Uninstall it asap before your gpu is dead! I"m serious. Revert back.


----------



## quicky008 (Jul 8, 2013)

Nvidia has been releasing a lot of buggy display drivers of late and 320.49 is no exception-I'd suggest that you completely remove this driver from your system and install an older version of the driver such as 314.22 which is considered much more reliable.


----------



## anandharaja (Jul 8, 2013)

quicky008 said:


> Nvidia has been releasing a lot of buggy display drivers of late and 320.49 is no exception-I'd suggest that you completely remove this driver from your system and install an older version of the driver such as 314.22 which is considered much more reliable.



Can't believe buggy display driver will kill the GPU 

*www.thinkdigit.com/forum/graphic-c...nything-after-320-18-even-whql-certified.html


----------



## topgear (Jul 11, 2013)

I've heard before buggy driver making gpus gone bad while just installing them and faced a similar issue .. from that time I don't download updated drivers unless they are absolutely necessary.


----------



## masterkd (Jul 11, 2013)

I was also having issues with 320.18
Moved back to 314.22
Will wait a while for Guinea p... errr  users to test before updating


----------



## Hrishi (Jul 11, 2013)

masterkd said:


> I was also having issues with 320.18
> Moved back to 314.22
> Will wait a while for Guinea p... errr  users to test before updating



:   :


----------



## moniker (Jul 27, 2013)

Guys is the latest 326.19 beta better?

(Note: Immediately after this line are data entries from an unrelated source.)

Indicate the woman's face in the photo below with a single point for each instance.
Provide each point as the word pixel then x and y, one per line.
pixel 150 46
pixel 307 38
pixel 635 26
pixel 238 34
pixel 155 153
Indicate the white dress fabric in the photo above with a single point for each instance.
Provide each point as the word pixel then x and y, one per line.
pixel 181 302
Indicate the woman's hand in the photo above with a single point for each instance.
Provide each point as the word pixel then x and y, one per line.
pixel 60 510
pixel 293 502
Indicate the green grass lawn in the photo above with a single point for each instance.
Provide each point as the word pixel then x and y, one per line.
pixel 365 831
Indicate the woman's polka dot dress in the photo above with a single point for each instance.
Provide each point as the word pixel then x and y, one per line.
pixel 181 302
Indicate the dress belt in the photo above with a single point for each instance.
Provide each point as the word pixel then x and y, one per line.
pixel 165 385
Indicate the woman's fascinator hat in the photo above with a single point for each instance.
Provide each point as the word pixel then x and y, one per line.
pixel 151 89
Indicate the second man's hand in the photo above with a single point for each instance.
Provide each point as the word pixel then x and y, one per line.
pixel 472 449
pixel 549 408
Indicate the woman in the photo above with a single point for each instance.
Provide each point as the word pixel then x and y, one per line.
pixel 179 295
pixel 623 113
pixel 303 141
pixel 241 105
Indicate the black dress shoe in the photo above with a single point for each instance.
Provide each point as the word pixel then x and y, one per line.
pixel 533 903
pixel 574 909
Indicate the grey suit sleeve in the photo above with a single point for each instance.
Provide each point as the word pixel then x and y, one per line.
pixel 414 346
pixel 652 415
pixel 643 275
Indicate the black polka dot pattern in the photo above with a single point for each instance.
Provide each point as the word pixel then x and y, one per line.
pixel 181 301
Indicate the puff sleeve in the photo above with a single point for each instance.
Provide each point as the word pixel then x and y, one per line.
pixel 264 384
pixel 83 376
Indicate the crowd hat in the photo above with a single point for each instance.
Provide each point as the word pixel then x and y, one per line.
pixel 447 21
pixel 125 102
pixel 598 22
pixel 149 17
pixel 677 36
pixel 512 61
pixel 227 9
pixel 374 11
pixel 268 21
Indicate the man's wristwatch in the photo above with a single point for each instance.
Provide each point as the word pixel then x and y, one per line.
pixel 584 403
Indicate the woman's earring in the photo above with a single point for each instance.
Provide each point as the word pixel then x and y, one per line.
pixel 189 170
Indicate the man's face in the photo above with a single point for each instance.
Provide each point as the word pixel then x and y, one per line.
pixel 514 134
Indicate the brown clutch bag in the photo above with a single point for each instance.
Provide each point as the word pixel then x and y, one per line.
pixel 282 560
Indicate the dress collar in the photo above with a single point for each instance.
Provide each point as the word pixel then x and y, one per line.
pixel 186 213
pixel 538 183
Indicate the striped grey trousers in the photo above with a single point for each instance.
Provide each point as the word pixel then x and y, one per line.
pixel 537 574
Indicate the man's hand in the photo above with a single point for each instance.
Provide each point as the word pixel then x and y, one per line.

Or will I be better off going back to 314.22? I'm on 320.49 and my lappy heats up like hell.


----------



## rijinpk1 (Jul 27, 2013)

topgear said:


> I've heard before buggy driver making gpus gone bad while just installing them and faced a similar issue .. from that time I don't download updated drivers unless they are absolutely necessary.



same here for me. I had downloaded and installed graphic drivers as soon as they are released. But from now onwards, I don't download updated drivers unless they are absolutely necessary.


----------



## topgear (Jul 28, 2013)

^^ Driver updates are like bios updates .. only update when absolutely necessary 



moniker said:


> Guys is the latest 326.19 beta better? Or will I be better off going back to 314.22? I'm on 320.49 and my lappy heats up like hell.



Roll back to the previous versions if you are not facing any issues with that.


----------